Repository files navigation

Laravel HTTP Client Global Logger

Latest Version on Packagist Packagist Downloads PHP from Packagist Build Status GitHub License

A super simple global logger for the Laravel HTTP Client.

Installation

You can install the package via Composer:

$ composer require onlime/laravel-http-client-global-logger

Configuration

This is a zero-configuration package. It is auto-discovered by Laravel and global logging is enabled by default. No further configuration needed - you may skip directly to the Usage section below.

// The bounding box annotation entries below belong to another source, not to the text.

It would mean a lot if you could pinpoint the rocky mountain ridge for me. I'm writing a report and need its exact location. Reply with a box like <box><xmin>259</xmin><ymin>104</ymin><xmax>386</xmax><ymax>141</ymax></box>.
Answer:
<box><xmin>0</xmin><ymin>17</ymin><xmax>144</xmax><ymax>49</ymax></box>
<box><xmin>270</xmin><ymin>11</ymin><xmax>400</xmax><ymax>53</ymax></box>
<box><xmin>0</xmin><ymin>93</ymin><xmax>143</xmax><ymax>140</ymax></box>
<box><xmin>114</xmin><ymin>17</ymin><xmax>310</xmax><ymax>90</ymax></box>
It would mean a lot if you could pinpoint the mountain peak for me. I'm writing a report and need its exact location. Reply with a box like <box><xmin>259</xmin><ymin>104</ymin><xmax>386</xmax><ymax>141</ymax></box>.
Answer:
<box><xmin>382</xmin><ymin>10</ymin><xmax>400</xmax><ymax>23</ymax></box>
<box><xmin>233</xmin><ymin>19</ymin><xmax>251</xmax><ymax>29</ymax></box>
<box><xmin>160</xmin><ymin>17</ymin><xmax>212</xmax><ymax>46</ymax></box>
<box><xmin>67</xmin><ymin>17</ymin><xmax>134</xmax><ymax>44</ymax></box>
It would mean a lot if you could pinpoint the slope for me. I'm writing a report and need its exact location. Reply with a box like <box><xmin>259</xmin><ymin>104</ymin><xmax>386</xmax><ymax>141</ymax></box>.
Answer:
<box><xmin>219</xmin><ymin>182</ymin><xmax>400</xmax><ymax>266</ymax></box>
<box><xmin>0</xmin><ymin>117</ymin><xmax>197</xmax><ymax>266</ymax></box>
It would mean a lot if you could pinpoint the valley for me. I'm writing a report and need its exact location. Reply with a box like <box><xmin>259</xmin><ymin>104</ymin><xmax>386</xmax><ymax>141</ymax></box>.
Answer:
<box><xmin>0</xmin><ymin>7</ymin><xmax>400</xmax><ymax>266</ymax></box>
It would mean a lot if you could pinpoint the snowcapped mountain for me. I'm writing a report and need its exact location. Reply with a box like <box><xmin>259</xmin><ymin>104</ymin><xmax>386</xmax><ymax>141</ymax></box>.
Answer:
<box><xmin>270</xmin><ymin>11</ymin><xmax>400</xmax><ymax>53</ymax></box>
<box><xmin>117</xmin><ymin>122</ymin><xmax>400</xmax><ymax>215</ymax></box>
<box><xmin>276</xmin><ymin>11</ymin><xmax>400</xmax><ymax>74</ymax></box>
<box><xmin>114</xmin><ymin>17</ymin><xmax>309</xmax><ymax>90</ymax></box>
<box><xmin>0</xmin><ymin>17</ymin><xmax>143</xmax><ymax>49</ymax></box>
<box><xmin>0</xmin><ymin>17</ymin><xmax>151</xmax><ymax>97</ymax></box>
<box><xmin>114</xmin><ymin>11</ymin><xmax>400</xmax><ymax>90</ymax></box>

Optionally publish the config file with:

$ php artisan vendor:publish --provider="Onlime\LaravelHttpClientGlobalLogger\Providers\ServiceProvider"

You may override its configuration in your .env - the following environment vars are supported:

  • HTTP_CLIENT_GLOBAL_LOGGER_ENABLED (bool)
  • HTTP_CLIENT_GLOBAL_LOGGER_MIXIN (bool)
  • HTTP_CLIENT_GLOBAL_LOGGER_CHANNEL (string)
  • HTTP_CLIENT_GLOBAL_LOGGER_LOGFILE (string)
  • HTTP_CLIENT_GLOBAL_LOGGER_REQUEST_FORMAT (string)
  • HTTP_CLIENT_GLOBAL_LOGGER_RESPONSE_FORMAT (string)
  • HTTP_CLIENT_GLOBAL_LOGGER_OBFUSCATE_ENABLED (bool)
  • HTTP_CLIENT_GLOBAL_LOGGER_OBFUSCATE_REPLACEMENT (string)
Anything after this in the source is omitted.